Unnoticed by the others, the three girls tip-toed down the aisle to the entrance, where they hid themselves in a recess in the wall.
“I’ve been over to the annex with father and the florist,” she said. “I am to be married there to-morrow, you know—at least, I suppose I am.” The annex was another chapel connected with the Temple.
“Poor Daniel Moore,” ejaculated Billie. “We are awfully sorry for him. We think he’s one of the nicest men we ever knew.”
“Do you?” exclaimed Evelyn, clasping Billie’s arm and smiling into her face, as if she herself had been paid a high compliment.

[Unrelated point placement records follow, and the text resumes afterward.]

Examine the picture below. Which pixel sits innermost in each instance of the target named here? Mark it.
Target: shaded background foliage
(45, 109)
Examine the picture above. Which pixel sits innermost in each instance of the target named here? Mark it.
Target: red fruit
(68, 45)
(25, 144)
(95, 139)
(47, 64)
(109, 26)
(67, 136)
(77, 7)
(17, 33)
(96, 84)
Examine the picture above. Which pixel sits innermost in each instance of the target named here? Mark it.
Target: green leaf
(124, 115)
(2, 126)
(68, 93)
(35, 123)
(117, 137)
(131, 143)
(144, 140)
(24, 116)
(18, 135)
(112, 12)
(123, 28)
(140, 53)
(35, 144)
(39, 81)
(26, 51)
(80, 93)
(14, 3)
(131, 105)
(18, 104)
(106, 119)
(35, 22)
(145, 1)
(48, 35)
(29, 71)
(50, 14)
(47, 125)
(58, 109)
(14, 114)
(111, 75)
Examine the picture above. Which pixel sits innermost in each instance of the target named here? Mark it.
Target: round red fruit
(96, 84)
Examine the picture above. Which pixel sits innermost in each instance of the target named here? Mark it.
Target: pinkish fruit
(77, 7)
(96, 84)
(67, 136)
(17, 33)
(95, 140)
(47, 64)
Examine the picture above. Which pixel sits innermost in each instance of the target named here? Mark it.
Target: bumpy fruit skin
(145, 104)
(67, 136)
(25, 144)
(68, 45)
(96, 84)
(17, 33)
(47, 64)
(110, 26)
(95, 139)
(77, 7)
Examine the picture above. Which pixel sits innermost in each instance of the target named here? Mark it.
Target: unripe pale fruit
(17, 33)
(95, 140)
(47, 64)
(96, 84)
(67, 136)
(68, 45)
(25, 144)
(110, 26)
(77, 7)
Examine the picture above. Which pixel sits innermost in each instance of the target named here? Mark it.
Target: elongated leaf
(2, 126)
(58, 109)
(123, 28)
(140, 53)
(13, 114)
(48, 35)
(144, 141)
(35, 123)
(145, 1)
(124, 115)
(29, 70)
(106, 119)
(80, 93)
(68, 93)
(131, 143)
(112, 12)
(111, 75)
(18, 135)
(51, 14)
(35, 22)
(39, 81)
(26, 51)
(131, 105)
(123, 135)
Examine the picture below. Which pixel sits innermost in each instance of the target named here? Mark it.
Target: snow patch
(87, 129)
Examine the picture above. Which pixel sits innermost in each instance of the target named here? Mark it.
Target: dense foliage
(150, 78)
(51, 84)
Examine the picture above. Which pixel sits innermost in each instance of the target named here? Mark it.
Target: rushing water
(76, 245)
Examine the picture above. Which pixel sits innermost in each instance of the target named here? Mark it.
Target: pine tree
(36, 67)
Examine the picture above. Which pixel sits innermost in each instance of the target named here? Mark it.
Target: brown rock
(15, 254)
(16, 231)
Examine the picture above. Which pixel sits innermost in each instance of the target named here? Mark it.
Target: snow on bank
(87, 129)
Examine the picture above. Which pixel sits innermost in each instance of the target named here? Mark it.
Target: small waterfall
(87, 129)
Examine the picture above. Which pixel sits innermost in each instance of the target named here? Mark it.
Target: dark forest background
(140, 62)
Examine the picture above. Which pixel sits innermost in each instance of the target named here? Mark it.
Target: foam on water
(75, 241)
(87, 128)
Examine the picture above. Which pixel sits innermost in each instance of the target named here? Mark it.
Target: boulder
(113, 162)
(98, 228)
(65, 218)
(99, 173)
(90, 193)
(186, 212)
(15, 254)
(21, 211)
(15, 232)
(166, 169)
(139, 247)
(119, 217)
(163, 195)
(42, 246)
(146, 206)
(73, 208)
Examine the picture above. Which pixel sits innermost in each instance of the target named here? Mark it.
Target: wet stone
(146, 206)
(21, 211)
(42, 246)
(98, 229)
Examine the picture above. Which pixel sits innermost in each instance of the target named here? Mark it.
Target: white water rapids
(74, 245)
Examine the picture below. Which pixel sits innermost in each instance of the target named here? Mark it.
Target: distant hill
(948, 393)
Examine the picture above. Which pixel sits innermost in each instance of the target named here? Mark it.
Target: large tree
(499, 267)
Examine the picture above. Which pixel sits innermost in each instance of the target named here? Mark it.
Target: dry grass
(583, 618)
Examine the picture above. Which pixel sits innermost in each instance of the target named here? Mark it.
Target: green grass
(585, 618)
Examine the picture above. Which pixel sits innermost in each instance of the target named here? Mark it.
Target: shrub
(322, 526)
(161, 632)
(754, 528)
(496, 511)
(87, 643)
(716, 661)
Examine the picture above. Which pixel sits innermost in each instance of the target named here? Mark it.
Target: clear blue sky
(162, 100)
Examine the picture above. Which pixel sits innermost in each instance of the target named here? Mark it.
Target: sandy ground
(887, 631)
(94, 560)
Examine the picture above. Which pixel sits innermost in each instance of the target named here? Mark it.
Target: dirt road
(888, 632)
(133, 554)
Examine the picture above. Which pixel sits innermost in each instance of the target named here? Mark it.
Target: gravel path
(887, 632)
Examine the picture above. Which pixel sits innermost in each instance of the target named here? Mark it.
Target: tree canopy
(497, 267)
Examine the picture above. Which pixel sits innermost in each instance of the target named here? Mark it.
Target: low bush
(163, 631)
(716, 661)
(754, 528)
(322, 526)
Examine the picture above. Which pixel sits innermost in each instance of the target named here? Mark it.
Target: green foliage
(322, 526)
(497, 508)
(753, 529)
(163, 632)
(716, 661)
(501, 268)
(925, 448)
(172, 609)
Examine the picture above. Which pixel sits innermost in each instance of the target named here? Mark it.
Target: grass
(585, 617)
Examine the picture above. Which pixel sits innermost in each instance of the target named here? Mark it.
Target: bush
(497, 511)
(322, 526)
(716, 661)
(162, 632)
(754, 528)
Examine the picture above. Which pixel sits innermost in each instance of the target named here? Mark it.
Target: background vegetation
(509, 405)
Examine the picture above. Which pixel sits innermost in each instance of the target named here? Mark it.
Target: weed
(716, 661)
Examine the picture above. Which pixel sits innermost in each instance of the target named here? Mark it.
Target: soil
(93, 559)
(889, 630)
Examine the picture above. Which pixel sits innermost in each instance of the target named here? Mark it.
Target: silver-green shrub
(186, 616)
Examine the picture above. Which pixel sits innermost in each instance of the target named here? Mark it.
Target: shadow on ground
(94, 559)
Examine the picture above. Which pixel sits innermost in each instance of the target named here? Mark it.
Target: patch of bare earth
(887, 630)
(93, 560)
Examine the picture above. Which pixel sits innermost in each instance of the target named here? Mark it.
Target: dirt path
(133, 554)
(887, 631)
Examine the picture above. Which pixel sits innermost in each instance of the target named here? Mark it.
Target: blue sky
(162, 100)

“Indeed we do,” cried Nancy.
“Oh, dear; oh, dear,” exclaimed the girl, beating her hands together. “It would be a great scandal if I ran away on my wedding day. But I am so unhappy. Oh, so unhappy, and I do want to see Daniel so much. Why, if he wasn’t married, didn’t he ever come near me?” she added, stamping her foot angrily.
“He tried and tried, and wrote letters, and everything—but he couldn’t get near you. Your father——”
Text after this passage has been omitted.